Oh, preach on. I agree. I have 6 children in school - K, 1st, 6th, 8th, 10th, 11th. I will tell you this..it gets better. They get more independent with their homework and they learn how to study more effectively in a shorter time. My oldest 3 never need help. My 6th grader rarely does. My K and 1st wow we spend a lot of time on homework M-Th. It gets old and I can't wait for Friday to come. All my boys play sports and seem to find the time to do it all. When the pressure is on to go to practice or a game they come through and get it done before we go. I have noticed that homework for my kids isn't as heavy after Christmas break. I have also noticed that 5th and 7th grade are the worst years for homework.

Zsuzsi said...

Lisa,
I sooo agree with you. Although I do believe in some homework, I cannot stand the fact that kids have to do tons of homework after a school day that is already way too long. I did grow up with quite a bit of homework, but through 8th grade most days school ended at 12:45, so there was enough time for play, rest, sports, other activities and homework. With the almost 7 hours spent at school and 2-3 hours of homework, kids often put in more 'work' hours than some adults.
Crazy! Dont' get me started about the rest of the education system...

Keri said...

Lisa-
If Kevin has so much homework that he can't play Little League, then there is something wrong. Either the teachers are giving too much busywork or Kevin isn't studying efficiently. As someone that was a complete perfectionist at his age, I found that when I had limited time to get homework done, I focused better on what NEEDED to be done and did it- in half the amount of time that it took when I didn't have practice. Joining a team that had daily afternoon practices was probably the best thing that ever happened for my study skills!

Larry said...

Thankfully the homework for Nate and Matt is "doable" at this point. I have heard other parents of middle school kids voice your issue though - the choice between sports and school and I find that awful! Kevin absolutely should be able to do both - because you are right - school learning has one place in life development but outside activities, especially team sports, add such an important dimension to a kid's development - physical, social, etc. You should NOT have to choose! I have a friend who used to teach and she is taking issue with the kinder homework at Beechwood and she says she loves the teacher but notices that the teacher doesn't seem to get where the mother is coming from when she comments on "too much homework" - the teacher says "well your kid is capable" and the mother says "that doesn't mean he should have to do it - I want to spend my time with him playing games, baking cookies, etc - not doing worksheets!"...a disconnect in philosophy it appears.
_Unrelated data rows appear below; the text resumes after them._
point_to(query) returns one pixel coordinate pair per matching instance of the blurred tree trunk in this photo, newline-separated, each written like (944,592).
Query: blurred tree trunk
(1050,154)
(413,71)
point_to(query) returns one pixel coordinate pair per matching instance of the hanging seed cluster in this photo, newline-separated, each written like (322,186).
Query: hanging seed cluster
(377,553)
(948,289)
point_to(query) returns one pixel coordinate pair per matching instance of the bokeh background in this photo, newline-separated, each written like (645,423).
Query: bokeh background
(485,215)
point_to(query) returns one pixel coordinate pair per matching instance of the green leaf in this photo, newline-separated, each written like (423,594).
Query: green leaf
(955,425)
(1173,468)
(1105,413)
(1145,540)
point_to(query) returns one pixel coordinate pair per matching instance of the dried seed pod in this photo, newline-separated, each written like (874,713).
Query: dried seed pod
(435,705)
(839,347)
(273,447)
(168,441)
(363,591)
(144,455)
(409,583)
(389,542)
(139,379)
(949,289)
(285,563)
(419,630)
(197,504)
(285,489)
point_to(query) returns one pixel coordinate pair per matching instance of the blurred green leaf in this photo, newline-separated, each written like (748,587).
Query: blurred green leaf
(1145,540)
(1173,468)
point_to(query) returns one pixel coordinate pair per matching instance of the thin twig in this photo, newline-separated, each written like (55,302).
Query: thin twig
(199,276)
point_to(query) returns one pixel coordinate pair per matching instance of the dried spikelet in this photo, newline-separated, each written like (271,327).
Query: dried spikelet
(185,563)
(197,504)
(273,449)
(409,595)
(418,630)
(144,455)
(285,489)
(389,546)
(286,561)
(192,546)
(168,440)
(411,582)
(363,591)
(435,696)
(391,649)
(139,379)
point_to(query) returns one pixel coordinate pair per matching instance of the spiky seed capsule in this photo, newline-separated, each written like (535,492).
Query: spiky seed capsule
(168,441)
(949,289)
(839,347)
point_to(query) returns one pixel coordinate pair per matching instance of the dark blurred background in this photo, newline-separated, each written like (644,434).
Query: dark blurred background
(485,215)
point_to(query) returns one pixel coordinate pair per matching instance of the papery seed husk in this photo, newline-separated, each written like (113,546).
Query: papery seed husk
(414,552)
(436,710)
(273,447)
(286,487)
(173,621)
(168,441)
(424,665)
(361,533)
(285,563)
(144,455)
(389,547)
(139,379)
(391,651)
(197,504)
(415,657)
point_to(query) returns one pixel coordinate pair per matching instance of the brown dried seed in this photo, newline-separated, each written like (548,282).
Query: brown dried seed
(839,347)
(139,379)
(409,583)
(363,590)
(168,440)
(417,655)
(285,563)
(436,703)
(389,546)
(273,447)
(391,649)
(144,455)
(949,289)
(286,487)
But I think it does come down to the false assumption by the powers that be in education systems that the homework load somehow reflects the outcome...clearly not since CA students are consistently at the very bottom of performance ratings nationwide. Until it changes here I figure that I'll have to do with my boys throughout the upcoming years what I am starting to do this year in soccer season with practice M-TH - clipboard in the car with the homework for the day on it and whatever boy is NOT in practice that day does his homework on the drive to, while the other practices, and on the way home...takes some planning by me for sure but we get it done that way...GOOD LUCK!

doulamom said...

HOMEWORK IS RUINING MY LIFE!!!!! I'm so frustrated with the 3hrs of homework I cannot tell you!!!! I see my kids exactly 2 hrs per day and now I have to waste most of that time riding my kid about what homework she didn't finish. She's beginning to hate me.
What's the source of this article, cause I'm about to send it to the school. I've never been a "troublemaker parent" but now I'm incensed!